A SACWIS proposal seems to be an integral part of every version of reform planned for the DYFS, D'Urso said. The fits and starts associated with SACWIS are all about where to put the necessary millions of dollars -- and until now, the priorities were elsewhere, he contended.

"Government understands that kids are not being tracked adequately, and they understand there is a remedy for that," he said. "Do they have a full comprehension of the extended costs of systems like this? Do they understand how difficult it is and how much time it's going to take to transform an agency that's using antiquated equipment to state-of-the-art equipment? Those ripple effects typically aren't considered."

Officials of New Jersey's DHS and DYFS are once again planning to implement a SACWIS, nonetheless.

The state has released its first SACWIS RFP, and it selected a validation, verification and testing vendor in mid-May, said Curtis Goldhagen, SACWIS project manager.

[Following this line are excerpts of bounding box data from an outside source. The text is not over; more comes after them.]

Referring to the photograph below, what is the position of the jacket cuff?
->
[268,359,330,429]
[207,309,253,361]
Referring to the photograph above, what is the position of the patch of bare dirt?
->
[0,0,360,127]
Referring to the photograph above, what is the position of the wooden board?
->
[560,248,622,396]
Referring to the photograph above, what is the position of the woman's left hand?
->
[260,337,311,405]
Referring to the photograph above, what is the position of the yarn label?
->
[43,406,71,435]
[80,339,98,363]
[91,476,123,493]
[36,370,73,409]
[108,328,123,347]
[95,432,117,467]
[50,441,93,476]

The state finalized a second RFP for a SACWIS implementation vendor in mid-May and hopes to have that vendor begin work by the end of September, he added.

Originally New Jersey intended to pursue the "big bang" method of deploying SACWIS -- developing code, testing and then rolling out a complete system -- but pressure to immediately address some of the technology problems at DYFS prompted the state to change its tack.

"The big bang is certainly a legitimate way of rolling out a SACWIS project in other states," said Mark Londregan, administrator for the DYFS Office of Information Services. "As a result of the incident in Newark, there's been a lot more interest in trying to make sure we get functionality out to our case work staff much sooner than a big bang approach would provide."

Now the state intends to pursue a phased approach that will deliver improvements more quickly, but make managing the project more difficult, Londregan said.

DHS is one of the few state agencies tabbed for a potential funding boost in New Jersey's fiscal 2004 budget. In his proposed fiscal 2004 budget, Gov. James McGreevey earmarked an additional $20 million for the DYFS. The division already secured funding for fiscal 2003 to proceed with the SACWIS project. The additional $20 million will help the division hire new staff and deploy PCs to caseworkers in regional offices.

Not an Isolated Incident

Other states that have faced the same situation say controversy can make already difficult technology projects that much harder by demoralizing staff and siphoning off needed resources.

Tennessee was once in similar straits. It also was sued by Children's Rights. The state settled the lawsuit two years ago and began the arduous process of reforming its child welfare system, said George Hattaway, former commissioner of Tennessee's Department of Children's Services. That reform process involved implementing a SACWIS, he said, which required almost four years.

SACWIS projects inherently are tricky. They must be deployed across an entire state, to offices with a wide range of technical infrastructures and a varying willingness to accept new ways of doing business. When the lens of public scrutiny is focused on such efforts, they become that much more complex, Hattaway said.

Though Tennessee's SACWIS developed into a system that greatly benefited caseworkers, it didn't happen overnight. The project needed time to evolve and be improved through refinements -- time that's not readily available during a controversy.

"The problem is you don't have a whole lot of time to wait for it to get better," Hattaway said.